43. Conciliation Officer

(1) The appropriate Government may, by notification, appoint such number of persons, as it
thinks fit to be conciliation officers, charged with the duty of mediating in and promoting the
settlement of industrial disputes.

(2) A conciliation officer may be appointed for a specified area or for specified industries in a
specified area or for one or more specified industries and either permanently or for a limited
period.

53. Conciliation and adjudication of dispute.

(1) Where any industrial dispute exists or is apprehended or a notice under section 62 has been
given, the conciliation officer shall, hold conciliation proceedings in such manner as may be
prescribed:

Provided that the conciliation officer shall not hold any such proceedings relating to the
industrial dispute after two years from the date on which such industrial dispute arose.

(2) The conciliation officer shall, for the purpose of bringing about a settlement of the dispute,
without delay, investigate the dispute and all matters affecting the merits and right settlement
thereof and may do all such things as he thinks fit for the purpose of inducing the parties to
come to a fair and amicable settlement of the dispute.

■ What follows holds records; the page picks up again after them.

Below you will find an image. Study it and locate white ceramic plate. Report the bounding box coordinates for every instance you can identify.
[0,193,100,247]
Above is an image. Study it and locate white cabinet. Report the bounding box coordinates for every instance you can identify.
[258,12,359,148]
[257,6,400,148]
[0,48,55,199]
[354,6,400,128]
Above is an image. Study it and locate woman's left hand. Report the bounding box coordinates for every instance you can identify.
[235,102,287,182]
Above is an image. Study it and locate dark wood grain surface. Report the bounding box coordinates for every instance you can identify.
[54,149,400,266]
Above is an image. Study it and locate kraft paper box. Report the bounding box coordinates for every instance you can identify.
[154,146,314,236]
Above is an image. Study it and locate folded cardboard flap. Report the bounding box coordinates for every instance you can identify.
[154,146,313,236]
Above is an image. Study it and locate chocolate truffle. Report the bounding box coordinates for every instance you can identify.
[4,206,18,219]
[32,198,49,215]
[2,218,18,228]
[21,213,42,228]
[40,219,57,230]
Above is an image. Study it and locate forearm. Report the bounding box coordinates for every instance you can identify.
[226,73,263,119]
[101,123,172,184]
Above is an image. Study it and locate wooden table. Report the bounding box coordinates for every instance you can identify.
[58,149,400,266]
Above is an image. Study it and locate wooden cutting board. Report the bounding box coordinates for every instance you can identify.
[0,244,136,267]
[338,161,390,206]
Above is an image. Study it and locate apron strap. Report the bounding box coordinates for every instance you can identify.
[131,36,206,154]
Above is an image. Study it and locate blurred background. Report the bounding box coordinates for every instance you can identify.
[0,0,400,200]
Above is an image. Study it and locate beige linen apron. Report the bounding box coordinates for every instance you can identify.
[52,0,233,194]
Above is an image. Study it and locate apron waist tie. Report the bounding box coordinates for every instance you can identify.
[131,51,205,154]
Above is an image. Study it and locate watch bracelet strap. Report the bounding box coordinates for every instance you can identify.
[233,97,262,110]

(3) If a settlement of the dispute or of any of the matters in dispute is arrived at in the course
of the conciliation proceedings, the conciliation officer shall send a report thereof to the
appropriate Government or an officer authorised in this behalf by the appropriate Government
together with a memorandum of the settlement signed by the parties to the dispute.

(4) If no such settlement is arrived at, the conciliation officer shall, as soon as practicable, after
the close of the investigation, send to the concerned parties and to the appropriate Government
a full report, in the electronic or other form as may be prescribed, setting forth the steps taken
by him for ascertaining the facts and circumstances relating to the dispute and for bringing
about a settlement thereof, together with a full statement of such facts and circumstances, and
the reasons on account of which, in his opinion, a settlement could not be arrived at.
(5) Notwithstanding anything contained in sub-section (4), the conciliation officer shall send
the report to the concerned parties and the appropriate Government within forty-five days of
the commencement of the conciliation proceedings or within such shorter period as may be
fixed by the appropriate Government:

Provided that where a conciliation officer receives notice under section 62, he shall send the
report to the concerned parties and to the appropriate Government within fourteen days of the
commencement of the conciliation proceedings:

Provided further that subject to the approval of the conciliation officer, the time may be
extended by such period as may be agreed upon in writing by the concerned parties to the
dispute.

(6) Any concerned party may make application in the prescribed form to the Tribunal in the
matters not settled by the conciliation officer under this section within ninety days from the
date on which the report under sub-section (4) is received to the concerned party and the
Tribunal shall decide such application in the prescribed manner.